Посвящается Бену, Мэтью, Анне и моему отцу
Когда мы уже чем-нибудь не дорожим, нам все-таки не вполне безразлично, что раньше оно было нам дорого, а другим этого не понять… Ну и вот, теперь я так устал, что мне трудновато жить с людьми, и мои былые чувства, мои, и больше ничьи, — это свойство всех, помешанных на коллекционерстве, — стали для меня драгоценностями. Я открываю самому себе мое сердце, точно витрину, и рассматриваю одну за другой мои влюбленности, которые никто, кроме меня, не узнает.

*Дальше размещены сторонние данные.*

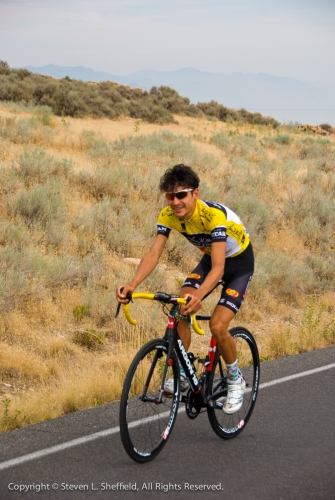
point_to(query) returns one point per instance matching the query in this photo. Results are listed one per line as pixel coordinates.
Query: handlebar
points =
(161, 297)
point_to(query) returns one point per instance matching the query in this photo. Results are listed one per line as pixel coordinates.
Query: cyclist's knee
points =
(219, 328)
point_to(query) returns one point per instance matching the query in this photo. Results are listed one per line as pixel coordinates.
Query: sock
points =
(234, 374)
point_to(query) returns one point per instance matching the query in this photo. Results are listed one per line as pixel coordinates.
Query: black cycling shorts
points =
(237, 275)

И вот об этой-то коллекции, которая мне теперь дороже всех остальных, я говорю себе, почти как Мазарини о своих книгах, хотя и без малейшей боли в сердце, что расставаться с ней мне будет невесело.
Шарль Сван
Марсель Пруст, «Содом и Гоморра»
[1]
Предисловие
В 1991 году я получил двухгодичную стипендию от одного японского фонда. Идея заключалась в том, чтобы обучить в английском университете семерых молодых англичан с различными профессиональными интересами основам японского языка и отправить их на год в Токио. Свободное владение нами языком должно было положить начало новой эпохе контактов с Японией. Мы стали первыми стажерами, которые должны были обучаться по этой программе, и на нас возлагали большие надежды.

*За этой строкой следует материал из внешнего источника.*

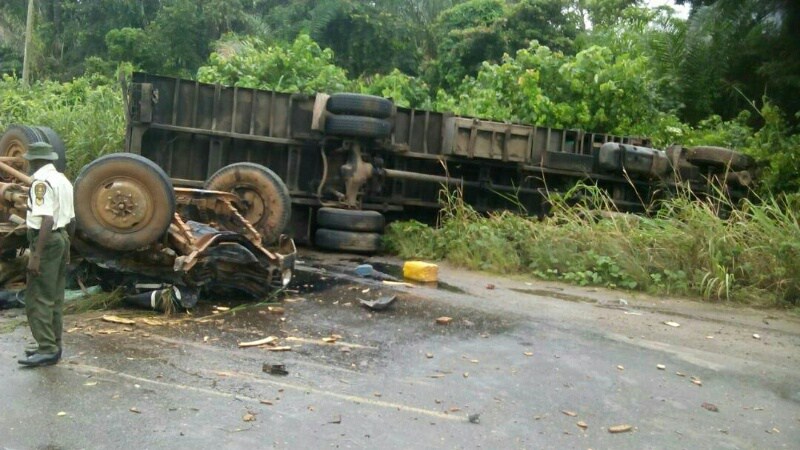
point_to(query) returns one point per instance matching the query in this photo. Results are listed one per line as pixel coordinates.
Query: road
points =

В течение второго года мы занимались по утрам в языковой школе в Сибуе, на холме выше беспорядочного скопления закусочных и дешевых магазинов электротоваров. Токио оправлялся от краха «экономики мыльного пузыря» 80-х годов. Люди на пешеходных переходах, самых оживленных в мире, всматривались в экраны, которые показывали, как ползет все выше и выше биржевой индекс Никкей. Чтобы не оказаться в метро в час пик, я выходил из дома на час раньше и встречался с другим студентом (он был археологом, постарше меня), и мы по дороге в школу выпивали кофе и съедали по коричной булочке. У меня было домашнее задание, самое настоящее, — впервые со времени окончания школы: каждую неделю я должен был заучивать сто пятьдесят иероглифов-кандзи, прочитывать и разбирать колонку из таблоида и ежедневно повторять десятки разговорных оборотов и фраз. Я очень боялся. Другие студенты, помоложе, перешучивались по-японски с преподавателями о телепередачах или политических скандалах. У школы были зеленые металлические ворота, и я помню, как однажды утром пнул их — и задумался, каково это: пинать школьные ворота, когда тебе уже двадцать восемь.

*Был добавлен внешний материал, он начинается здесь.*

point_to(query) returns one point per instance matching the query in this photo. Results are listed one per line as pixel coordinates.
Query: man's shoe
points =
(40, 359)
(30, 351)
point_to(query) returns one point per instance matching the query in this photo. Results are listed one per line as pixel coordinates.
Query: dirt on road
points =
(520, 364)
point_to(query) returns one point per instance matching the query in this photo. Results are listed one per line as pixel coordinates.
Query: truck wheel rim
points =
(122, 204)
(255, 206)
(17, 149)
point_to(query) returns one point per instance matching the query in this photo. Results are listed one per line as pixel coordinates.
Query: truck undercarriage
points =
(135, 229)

Вторая половина дня принадлежала мне. Два раза в неделю я ходил в керамическую мастерскую. Моими соседями оказывались самые разные люди — от отставных бизнесменов, лепивших чайные чашки, до студентов, делавших авангардистские заявления из грубой красной глины и проволочной сетки. Заплатив взнос, ты хватал скамью или гончарный круг, и тебе предоставляли полную свободу действий. Там было не слишком шумно, хотя вокруг и стоял жизнерадостный гул. Я впервые начал работать с фарфором, осторожно надавливая на стенки своих кувшинов и чайников, только что снятых с круга.
Я лепил посуду с детства — и изводил отца просьбами устроить меня в вечернюю школу. Моим первым изделием стала вылепленная на круге чашка, которую я покрыл переливчато-белой глазурью, добавив капельку кобальта. Будучи школьником, я проводил почти все вечера в гончарной мастерской и покинул школу рано, в семнадцать лет, чтобы стать подмастерьем у одного сурового человека, горячего поклонника английского гончара Бернарда Лича. Это он привил мне уважение к материалу, терпение и целеустремленность: у него я лепил на круге сотни суповых мисок и горшков для меда из серой каменной керамики и подметал пол. Я помогал делать глазурь, которая очень напоминала восточную. Мой учитель никогда не бывал в Японии, но целые полки были заставлены книгами о японской керамике. За кружкой позднего утреннего кофе с молоком мы обсуждали достоинства тех или иных чайных чашек. Остерегайся неоправданных жестов, говорил он: меньше — значит больше. Работали мы в тишине или под классическую музыку.
В середине моего ученичества, еще не достигнув двадцати лет, я провел долгое лето в Японии, посещая не менее суровых гончаров в разных концах страны: Масико, Бидзэн, Тамба. Каждый шорох бумажной ширмы, каждый звук воды, журчавшей по камням в саду у чайного домика, становились для меня откровением, — а каждое переливающееся неоном заведение «Данкин донатс» заставляло меня вздрогнуть и поморщиться. Документальным свидетельством глубины моего тогдашнего благоговения является журнальная статья, которую я написал после возвращения: «Япония и гончарная этика: о воспитании уважения к своему материалу и к знакам эпохи».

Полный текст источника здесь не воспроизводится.